The work begins in motion
These paintings generate a field in flux. As you move, the mica-colored orbs shift: red becomes blue, blue becomes violet; structures dissolve and reform. No fixed image precedes what unfolds. Every encounter reveals a momentary configuration shaped by light, angle, and relation.
This experience invites you into a process of continuous emergence. The composition forms itself in perception, not in memory.
What appears is a resonance initiated by presence.
Meaning unfolds through structure
The central forms in my work exploit apophenia, your brain’s compulsive drive to find patterns in the chaotic material of paint. The central figures arise from pressure, rhythm, and material insistence. No image guided the hand. Form developed in response to internal relations, not from external representation.
The structure I’ve developed in the paint triggers these responses systematically. Recognition emerges from your perceptual habits. Faces, landscapes, or cosmic scenes appear as your mind organizes tension into narrative. This is pattern-detection at work, sparked by structural cues rather than pictorial intent.
Each fragment activates a cognitive response: not to confirm meaning, but to summon your interpretive reflex into awareness.
The orbs organize relation
Each orb participates in a dynamic constellation. Size, color, spacing and position create a rhythm that holds the composition in balance. These choices occur through tactile judgment and spatial feedback
Together, the orbs generate a web of alignment. Their presence amplifies the structure surrounding them. They contribute to the sense of a latent system, not by describing it, but by synchronizing with it.

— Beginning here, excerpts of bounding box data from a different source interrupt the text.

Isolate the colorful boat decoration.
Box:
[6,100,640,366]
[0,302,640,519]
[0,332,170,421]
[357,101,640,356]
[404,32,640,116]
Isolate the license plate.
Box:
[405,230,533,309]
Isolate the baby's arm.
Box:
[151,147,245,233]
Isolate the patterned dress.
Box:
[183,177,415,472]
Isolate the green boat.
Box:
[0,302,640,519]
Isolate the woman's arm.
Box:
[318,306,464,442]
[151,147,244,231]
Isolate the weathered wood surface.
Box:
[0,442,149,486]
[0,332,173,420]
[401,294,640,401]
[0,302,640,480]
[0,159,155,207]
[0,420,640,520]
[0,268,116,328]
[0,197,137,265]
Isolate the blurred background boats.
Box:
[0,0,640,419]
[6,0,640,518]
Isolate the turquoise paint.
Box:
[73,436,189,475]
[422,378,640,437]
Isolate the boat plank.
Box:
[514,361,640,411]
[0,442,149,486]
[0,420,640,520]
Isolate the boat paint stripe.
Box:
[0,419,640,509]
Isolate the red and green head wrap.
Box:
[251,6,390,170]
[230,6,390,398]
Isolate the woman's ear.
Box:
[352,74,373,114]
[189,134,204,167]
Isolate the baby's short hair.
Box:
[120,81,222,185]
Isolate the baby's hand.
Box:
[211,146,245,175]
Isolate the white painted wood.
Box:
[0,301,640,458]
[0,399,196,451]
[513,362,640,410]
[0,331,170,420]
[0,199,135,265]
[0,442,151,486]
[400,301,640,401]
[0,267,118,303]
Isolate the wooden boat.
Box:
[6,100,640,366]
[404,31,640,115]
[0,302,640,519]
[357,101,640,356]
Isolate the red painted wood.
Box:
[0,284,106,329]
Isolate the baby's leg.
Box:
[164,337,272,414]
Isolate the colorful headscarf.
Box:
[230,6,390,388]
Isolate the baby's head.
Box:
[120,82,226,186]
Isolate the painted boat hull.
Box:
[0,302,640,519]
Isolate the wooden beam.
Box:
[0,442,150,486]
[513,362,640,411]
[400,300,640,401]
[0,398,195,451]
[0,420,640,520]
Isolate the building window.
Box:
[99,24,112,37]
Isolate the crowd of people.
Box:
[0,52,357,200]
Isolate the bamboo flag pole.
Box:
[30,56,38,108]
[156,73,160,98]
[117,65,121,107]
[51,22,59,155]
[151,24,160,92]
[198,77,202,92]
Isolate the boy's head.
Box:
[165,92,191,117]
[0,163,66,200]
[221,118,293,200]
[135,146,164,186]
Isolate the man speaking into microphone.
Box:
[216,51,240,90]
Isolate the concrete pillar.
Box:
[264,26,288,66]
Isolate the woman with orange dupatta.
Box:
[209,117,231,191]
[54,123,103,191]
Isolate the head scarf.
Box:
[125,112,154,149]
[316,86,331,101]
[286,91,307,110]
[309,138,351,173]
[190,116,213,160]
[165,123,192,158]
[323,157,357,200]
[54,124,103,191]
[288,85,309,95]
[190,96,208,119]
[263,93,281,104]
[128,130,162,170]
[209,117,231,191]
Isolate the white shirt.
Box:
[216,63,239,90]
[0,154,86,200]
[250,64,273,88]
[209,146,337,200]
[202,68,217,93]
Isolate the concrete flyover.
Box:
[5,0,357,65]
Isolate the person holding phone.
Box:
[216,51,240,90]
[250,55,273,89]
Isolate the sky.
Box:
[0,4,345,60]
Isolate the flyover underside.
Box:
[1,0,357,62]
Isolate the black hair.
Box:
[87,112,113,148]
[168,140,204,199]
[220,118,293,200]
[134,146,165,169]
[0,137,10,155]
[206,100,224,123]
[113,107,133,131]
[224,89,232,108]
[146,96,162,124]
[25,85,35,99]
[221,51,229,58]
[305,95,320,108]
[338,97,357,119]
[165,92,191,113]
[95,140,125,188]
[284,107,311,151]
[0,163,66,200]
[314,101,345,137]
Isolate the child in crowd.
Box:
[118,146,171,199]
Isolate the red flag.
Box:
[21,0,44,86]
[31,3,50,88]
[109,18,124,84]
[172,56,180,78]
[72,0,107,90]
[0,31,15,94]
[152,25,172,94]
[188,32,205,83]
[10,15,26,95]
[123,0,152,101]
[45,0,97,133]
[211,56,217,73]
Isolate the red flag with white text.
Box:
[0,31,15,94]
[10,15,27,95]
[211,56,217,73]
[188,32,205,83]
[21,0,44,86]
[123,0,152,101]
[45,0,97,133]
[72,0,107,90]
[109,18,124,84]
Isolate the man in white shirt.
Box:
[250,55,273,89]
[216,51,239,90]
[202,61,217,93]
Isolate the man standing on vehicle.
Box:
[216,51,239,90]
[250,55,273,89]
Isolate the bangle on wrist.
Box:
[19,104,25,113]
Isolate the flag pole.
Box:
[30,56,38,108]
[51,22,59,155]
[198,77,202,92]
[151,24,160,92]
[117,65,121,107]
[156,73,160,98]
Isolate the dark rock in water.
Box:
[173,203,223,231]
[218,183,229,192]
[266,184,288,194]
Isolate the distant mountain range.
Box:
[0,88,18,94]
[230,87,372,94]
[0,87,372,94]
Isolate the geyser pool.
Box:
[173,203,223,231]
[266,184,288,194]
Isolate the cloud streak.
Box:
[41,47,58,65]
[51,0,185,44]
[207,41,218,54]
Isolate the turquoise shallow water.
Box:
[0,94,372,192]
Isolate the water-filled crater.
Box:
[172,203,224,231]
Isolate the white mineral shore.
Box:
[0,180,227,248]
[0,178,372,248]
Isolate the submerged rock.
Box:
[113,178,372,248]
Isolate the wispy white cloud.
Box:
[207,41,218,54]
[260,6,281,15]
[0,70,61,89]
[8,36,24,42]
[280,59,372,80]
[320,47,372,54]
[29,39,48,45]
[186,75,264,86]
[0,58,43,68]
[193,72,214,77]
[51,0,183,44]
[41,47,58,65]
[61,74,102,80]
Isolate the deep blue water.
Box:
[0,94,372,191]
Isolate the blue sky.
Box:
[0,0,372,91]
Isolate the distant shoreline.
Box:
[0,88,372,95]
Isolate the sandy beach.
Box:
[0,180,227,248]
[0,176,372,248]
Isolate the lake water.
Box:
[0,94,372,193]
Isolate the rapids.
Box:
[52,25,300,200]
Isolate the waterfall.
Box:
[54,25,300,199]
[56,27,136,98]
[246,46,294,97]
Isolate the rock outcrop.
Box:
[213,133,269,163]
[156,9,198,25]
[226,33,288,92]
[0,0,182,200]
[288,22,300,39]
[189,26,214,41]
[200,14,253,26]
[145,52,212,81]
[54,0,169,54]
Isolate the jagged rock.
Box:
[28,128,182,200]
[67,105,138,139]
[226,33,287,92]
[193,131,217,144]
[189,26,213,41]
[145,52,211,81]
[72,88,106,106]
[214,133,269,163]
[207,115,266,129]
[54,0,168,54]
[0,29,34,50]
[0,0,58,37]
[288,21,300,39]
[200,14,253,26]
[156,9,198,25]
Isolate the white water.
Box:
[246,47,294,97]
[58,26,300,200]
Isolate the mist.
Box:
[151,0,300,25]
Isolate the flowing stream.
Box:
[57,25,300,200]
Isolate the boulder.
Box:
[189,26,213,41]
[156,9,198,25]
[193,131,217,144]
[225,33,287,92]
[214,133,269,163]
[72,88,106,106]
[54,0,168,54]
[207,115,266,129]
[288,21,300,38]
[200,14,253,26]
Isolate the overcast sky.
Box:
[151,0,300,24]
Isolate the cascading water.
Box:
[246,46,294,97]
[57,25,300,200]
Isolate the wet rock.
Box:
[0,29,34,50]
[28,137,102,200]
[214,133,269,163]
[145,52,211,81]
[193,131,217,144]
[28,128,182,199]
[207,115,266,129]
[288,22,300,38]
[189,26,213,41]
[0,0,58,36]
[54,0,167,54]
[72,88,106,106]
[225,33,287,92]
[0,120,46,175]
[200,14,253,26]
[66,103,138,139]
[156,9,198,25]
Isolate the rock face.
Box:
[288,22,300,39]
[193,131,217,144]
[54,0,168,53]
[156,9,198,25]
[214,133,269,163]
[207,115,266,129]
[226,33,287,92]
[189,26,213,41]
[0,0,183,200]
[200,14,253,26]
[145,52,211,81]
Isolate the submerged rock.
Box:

Perception moves along these vectors. Coherence gains traction not through explanation, but through silent agreement among parts.
Beauty signals coherence
What you experience as beauty in these works is actually the suspicion of a hidden system, your brain rewarding you for sensing patterns and coherence that may not exist. The sense of beauty arises through a sudden perception of structure. Pattern, rhythm, and equilibrium form a momentary configuration that satisfies a deep cognitive expectation.
This sensation rewards your ability to detect order. It sharpens your awareness. Beauty becomes an alert, a flash of significance in the midst of complexity.
Rather than offering resolution, it opens the perceptual field further. Each aesthetic moment marks a turning point in the search for meaning.
Perception carves depth
The epoxy surface refracts light in ways that transform the flat plane into a layered environment. Movement and angle reshape the field. The material creates a zone of heightened attention.
This visual effect echoes the cognitive experience: orientation without destination. The illusion of depth parallels the search for significance. You explore the surface as if moving into a space, following a tension rather than a narrative.
The encounter takes place at the edge, where structure forms and unforms with your gaze.
You are the subject
These works function as mirrors, but not in any comforting sense.
They reflect back your cognitive limitations, your interpretive compulsions, your inability to rest in meaninglessness.
The “content” of each painting is not defined by what I put there, but by what you cannot help but project onto it.The paintings succeed when they make visible the invisible processes by which you construct reality from insufficient data.
The work reflects process
I begin each work without predetermined meaning. These paintings reveal your ways of seeing. They make visible how perception constructs coherence. What seems evocative or meaningful arises through your engagement with form, tension, and relation. Rather than reflecting content, the paintings expose the mechanisms of interpretation. Each projection you make becomes part of the work’s structure. Your search for sense becomes part of its logic.
The subject of the painting is not an object, but a cognitive condition brought into view.
Creation follows action
These paintings reveal how perception creates coherence. They invite you into a field where your attention, intuition and pattern-sensitivity take the lead. What seems evocative or meaningful is shaped by how you relate, not by what is depicted.
Rather than presenting content, the work opens a space in which you recognize your own way of making sense. The rhythm of form, the pull of alignment, the echo of recognition: each moment becomes a reflection of your perceptual activity.
You are not the observer from outside, you are part of the configuration.
Your engagement is not a reaction, but a contribution.
The painting unfolds through your presence.